In the past year, as the fog of unstoppable economic success lifted and some semblance of market clarity entered investors’ minds, a sobering phenomenon began to occur. It appears as though nobody had bothered to notice, during our extended surge of prosperity, that more than a few freeloaders had been discreetly riding the tidal wave at investors’ expense. After the discovery of Bernard Madoff’s $50 billion Ponzi scheme, many more suddenly surfaced, and suddenly the Securities and Exchange Commission was paying attention. In fact, 74 such schemes have been uncovered in the last two years, targeting an expansive range of people, from charitable institutions to deaf investors to retirement home residents. Throughout economic history, there have always been people who had the audacity to swindle money, but it is the ever-growing magnitude of recent endeavors that proves the most frightening. Such schemes are carefully formulated and conducted, in order to run below the surface of the roiling economic waters by which investors are captivated.
Charles Ponzi, caught in 1910, was certainly not the inventor of the ploy, but was the first person to accomplish the feat on a relatively large scale in the United States. Boiled down into its basic constituents, a Ponzi scheme requires a good salesman and a lot of suckers to take the bait. The operator takes money from people with promises of high returns, and pays them bits of their own money back as “returns” to satisfy them. As more people give money, the pool grows larger, and can keep paying these “returns” without ever physically investing a dime. In reality though, if everyone wanted their money returned at this point, nobody could retrieve the full amount of their investment, because part of it has already been paid to others, not to mention the often hefty salary Ponzi operators bestow upon themselves as a reward. The money pool can grow large enough that it can pay back in full those who back out, so as not to arouse suspicion from authorities, but the scheme as a whole resembles to a fire—it can only maintain its expansion as long as there is a supply of oxygen to feed it. Ponzi schemes can be massive, but they are fundamentally self-contained by the number of willing investors, and are therefore destined to die out after reaching critical mass.
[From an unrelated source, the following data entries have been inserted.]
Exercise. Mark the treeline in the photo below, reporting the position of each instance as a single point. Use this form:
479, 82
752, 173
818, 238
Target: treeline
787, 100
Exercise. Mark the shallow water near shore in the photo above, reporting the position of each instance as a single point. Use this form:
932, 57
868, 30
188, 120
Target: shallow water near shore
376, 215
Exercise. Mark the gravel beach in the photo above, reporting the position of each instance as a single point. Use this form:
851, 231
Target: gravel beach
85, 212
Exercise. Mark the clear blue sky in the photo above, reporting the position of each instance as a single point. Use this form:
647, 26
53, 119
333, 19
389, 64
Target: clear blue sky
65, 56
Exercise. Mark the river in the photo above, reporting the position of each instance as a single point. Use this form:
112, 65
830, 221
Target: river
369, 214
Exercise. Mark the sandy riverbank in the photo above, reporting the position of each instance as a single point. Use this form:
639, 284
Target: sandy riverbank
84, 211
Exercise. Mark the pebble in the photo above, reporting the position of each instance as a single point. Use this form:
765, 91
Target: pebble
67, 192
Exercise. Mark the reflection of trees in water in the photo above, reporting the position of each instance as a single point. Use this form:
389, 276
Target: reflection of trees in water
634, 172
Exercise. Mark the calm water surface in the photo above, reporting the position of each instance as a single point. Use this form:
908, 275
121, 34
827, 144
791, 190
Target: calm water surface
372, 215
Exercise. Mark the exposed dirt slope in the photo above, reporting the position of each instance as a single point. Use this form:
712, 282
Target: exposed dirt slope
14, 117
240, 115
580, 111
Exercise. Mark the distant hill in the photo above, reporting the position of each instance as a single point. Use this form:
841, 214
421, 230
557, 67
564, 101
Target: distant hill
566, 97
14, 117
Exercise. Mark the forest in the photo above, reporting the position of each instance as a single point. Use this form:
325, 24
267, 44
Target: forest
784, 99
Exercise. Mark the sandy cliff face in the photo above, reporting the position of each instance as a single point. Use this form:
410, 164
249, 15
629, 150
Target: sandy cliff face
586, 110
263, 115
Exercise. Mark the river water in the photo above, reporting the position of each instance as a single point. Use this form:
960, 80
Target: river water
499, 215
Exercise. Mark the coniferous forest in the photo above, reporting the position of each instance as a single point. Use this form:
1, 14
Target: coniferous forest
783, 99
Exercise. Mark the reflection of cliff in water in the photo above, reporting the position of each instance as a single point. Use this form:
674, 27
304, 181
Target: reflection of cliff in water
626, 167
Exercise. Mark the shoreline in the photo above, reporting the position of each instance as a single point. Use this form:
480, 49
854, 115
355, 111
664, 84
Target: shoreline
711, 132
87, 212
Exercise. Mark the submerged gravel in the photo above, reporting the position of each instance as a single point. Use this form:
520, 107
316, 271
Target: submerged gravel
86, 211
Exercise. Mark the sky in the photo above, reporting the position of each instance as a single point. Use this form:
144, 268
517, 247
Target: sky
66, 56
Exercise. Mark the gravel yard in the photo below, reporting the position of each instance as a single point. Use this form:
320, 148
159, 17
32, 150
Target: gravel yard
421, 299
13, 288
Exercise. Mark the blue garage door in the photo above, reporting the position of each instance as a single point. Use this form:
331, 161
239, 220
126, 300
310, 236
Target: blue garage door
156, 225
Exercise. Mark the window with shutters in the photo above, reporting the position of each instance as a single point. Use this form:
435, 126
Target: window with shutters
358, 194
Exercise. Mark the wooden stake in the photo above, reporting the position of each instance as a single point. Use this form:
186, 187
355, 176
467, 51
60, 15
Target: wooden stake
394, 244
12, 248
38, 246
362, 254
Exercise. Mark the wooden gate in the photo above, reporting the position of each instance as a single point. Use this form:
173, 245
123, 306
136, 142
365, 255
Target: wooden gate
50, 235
But wait, why does this scenario sound hauntingly familiar? Perhaps it is because one such condition has been in operation since 1935, when it was signed into law by President Franklin Roosevelt. America has long been nervous about the fate of Social Security, and rightfully so. It is, essentially, one enormous nation-wide pyramid scheme, in which the first round of investors are paid by the second round of investors, for generations and generations. Having just discussed the inevitable outcome of such a process, the moment of truth has already arrived; there aren’t enough new donators to pay off baby-boomer receivers, and the timer on the bomb is ticking. Privatization of the system has been proposed, but running a business requires profitability, a trait Social Security structure clearly lacks. Are there other options? Short of pure government expenditure, no, not without sacrificing the whole program and starting over. Nobody would think to associate Madoff with Roosevelt, but unfortunately both designs have been fated to failure from the moment of inception.